Pro sailor Steve Hunt explains the nuances of the roller furling jib: when to use it and when to stow it.

roller-furling jib
The rule of thumb for a roller-furling jib is: If you’re in displacement mode, furl. Whenever the apparent wind is forward, roll it out. Paul Todd/ outsideimages.com

Roller-furling jibs, once viewed as a convenience for cruising boats, have become a real game-changer in the sportboat world. For example, in the prestart, when you want to control your speed and kill some time, furl the jib. Feeling late and need to get closer to the line? Deploy the jib. Downwind, when a jib is not useful, it’s much better to furl than to put the weight of a bowman on the foredeck to drop the jib, not to mention the resulting beating the sail takes as it is shoved into a pile on the foredeck, instead of being neatly rolled around the headstay. Furling also makes transitioning between the soaking mode and the planing mode a much simpler affair. The roller-furling jib gives you the unique ability to do all that and more. The key is to know when to furl and when to deploy.

For a Fine-Tuned Approach

The basic rule is, in light wind leave the jib out, because you need speed; in medium and heavy air, furl the jib until the final acceleration. In light air it’s easy to get too slow and end up late. Maneuvering and accelerating also are tough without the jib, especially when it’s light. In medium or heavy winds, it’s easy to generate enough speed until the final acceleration with the main only. Only unfurl the jib early if you end up behind the game in positioning or need to perform a maneuver, such as a double-tack when someone steals your hole. Let’s take a look at some common prestart situations.
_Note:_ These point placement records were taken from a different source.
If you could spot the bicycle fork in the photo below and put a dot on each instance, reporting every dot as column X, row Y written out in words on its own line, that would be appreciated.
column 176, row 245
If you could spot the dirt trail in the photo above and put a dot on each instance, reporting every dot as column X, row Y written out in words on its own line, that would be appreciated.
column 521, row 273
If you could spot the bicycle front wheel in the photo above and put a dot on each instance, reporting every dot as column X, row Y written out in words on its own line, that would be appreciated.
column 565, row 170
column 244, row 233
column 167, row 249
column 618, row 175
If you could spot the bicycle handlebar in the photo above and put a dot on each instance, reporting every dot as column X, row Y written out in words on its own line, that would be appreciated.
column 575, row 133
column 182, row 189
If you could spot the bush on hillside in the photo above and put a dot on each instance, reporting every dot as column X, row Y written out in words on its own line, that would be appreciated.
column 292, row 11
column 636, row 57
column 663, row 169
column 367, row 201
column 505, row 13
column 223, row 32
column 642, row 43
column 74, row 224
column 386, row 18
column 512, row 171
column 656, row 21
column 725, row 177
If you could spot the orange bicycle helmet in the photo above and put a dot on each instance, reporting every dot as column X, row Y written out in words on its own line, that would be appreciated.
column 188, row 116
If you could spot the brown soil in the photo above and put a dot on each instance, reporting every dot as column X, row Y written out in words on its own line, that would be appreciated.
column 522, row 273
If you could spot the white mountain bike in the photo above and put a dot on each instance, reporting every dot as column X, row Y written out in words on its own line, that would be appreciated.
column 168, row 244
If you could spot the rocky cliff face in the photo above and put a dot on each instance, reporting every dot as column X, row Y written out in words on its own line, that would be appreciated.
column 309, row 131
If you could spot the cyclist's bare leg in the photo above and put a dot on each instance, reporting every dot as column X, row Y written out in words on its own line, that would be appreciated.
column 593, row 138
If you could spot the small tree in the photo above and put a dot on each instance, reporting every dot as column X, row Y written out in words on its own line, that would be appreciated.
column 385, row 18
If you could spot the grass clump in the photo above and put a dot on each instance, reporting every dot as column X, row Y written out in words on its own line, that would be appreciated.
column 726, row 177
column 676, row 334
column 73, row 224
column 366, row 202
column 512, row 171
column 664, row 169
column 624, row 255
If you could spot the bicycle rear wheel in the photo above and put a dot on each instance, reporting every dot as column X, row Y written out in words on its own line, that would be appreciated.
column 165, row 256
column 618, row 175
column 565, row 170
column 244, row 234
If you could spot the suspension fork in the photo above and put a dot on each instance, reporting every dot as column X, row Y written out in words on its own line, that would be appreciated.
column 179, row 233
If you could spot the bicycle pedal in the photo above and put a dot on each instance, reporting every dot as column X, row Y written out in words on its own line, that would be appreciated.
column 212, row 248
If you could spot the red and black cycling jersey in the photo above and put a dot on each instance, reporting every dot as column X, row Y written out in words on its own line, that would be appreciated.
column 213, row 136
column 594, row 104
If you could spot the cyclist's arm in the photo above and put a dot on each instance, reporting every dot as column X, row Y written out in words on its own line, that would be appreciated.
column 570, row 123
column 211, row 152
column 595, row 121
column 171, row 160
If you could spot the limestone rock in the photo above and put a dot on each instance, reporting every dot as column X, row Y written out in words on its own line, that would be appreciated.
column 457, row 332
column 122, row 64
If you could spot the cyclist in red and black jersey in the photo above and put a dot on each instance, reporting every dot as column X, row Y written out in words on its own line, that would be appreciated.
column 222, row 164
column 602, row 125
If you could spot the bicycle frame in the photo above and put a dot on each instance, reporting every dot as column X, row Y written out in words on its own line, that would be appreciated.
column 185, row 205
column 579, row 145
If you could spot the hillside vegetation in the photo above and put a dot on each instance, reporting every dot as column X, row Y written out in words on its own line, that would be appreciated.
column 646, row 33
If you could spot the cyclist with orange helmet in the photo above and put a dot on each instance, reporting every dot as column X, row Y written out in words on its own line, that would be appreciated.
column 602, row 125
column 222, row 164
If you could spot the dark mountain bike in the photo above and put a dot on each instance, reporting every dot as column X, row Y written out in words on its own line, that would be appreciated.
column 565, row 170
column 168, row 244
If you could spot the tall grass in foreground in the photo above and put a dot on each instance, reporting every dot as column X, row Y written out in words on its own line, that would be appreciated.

Let’s say you’re doing a timed loop in medium breeze and your goal is to be at “x marks the spot” at one minute. That spot is on the layline for where you want to start, for example one-third down the line from the committee boat. Having done a few practice starts, you know you want to tack around that spot about 197 feet from the line at one minute. But if you realize you are running late to get to that spot and you’re furled, deploy the jib and beeline it to that spot.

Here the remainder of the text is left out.